The Government is unlikely to meet its surplus target this year as spending growth slows down.
Lower-than-expected tax revenues are putting pressure on the Government's projections at the same time as the European Union looks for even higher Exchequer surpluses.
The latest Exchequer figures show that growth in tax revenues continued to decelerate as consumers continued to cut back on expenditure.
In the year to May, tax revenues grew at only 7.4 per cent compared with 9.7 per cent in April and a Government target of 12.5 per cent for the year.
Excise duties in particular were very weak, down 10 per cent from last year. In March, following the dramatic impact on tourism and sport from foot-and-mouth disease, receipts were down 8 per cent but recovered slightly in April.
Yesterday's figures from the Department of Finance suggest that the revenue losses from foot-and-mouth will not be made up over the course of the year, despite anecdotal evidence that the tourism sector has made a full recovery, according to Dr Dan McLaughlin, chief economist at Bank of Ireland.
Lower car sales following the 00 frenzy of last year are also impacting on revenues.
Underlining the slowdown in spending, VAT receipts are down quite dramatically. VAT is growing at only 9 per cent compared with a target of 17 per cent. Other areas of taxation are growing in the direction of the target. Income tax in the first full month of tax cuts is up 9.2 per cent over the same period last year. The target for the year is 8.4 per cent.

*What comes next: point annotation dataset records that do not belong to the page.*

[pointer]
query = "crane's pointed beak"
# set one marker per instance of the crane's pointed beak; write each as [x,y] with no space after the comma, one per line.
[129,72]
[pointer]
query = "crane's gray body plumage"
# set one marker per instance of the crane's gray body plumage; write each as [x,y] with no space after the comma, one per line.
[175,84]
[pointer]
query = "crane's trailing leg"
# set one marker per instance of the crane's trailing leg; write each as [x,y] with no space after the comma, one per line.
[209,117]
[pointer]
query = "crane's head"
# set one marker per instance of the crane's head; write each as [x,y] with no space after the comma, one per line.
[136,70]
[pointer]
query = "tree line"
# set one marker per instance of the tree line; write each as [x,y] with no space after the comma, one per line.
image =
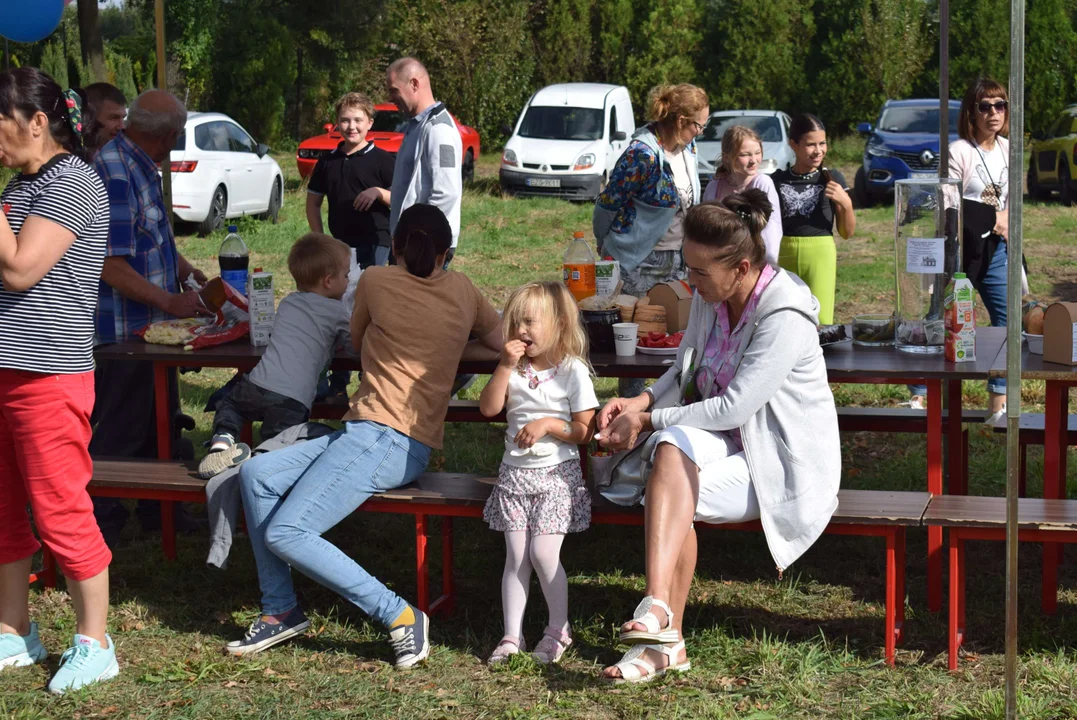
[278,66]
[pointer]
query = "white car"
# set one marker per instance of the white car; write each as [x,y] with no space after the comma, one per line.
[772,127]
[567,141]
[220,172]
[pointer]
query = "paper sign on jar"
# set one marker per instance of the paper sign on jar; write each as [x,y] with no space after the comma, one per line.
[925,255]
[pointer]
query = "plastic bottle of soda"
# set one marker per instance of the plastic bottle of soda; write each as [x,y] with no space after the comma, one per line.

Corporation tax is ahead of target, although the target was not ambitious at just under 11 per cent. In the first five months of the year, receipts are running 29 per cent ahead of last year. Payments are not uniform across the year and too much should not be read into these figures. Spending is also up but is still broadly in line with a target of 24 per cent for day-to-day spending for Government Departments. Debt service spending is below target but this depends hugely on when coupons fall due.
According to Dr McLaughlin the Government will not now be able to meet its target for a surplus of £2.5 billion (#3.17 billion). However, it does have £246 million from the sale of TSB, which was not included in the Budget-day arithmetic.
According to Dr McLaughlin this money would have gone into the pension fund in previous years. However, this year the Government may be tempted to use it to boost the surplus and pay off the national debt to assuage criticism from Brussels and demands from there for a higher surplus.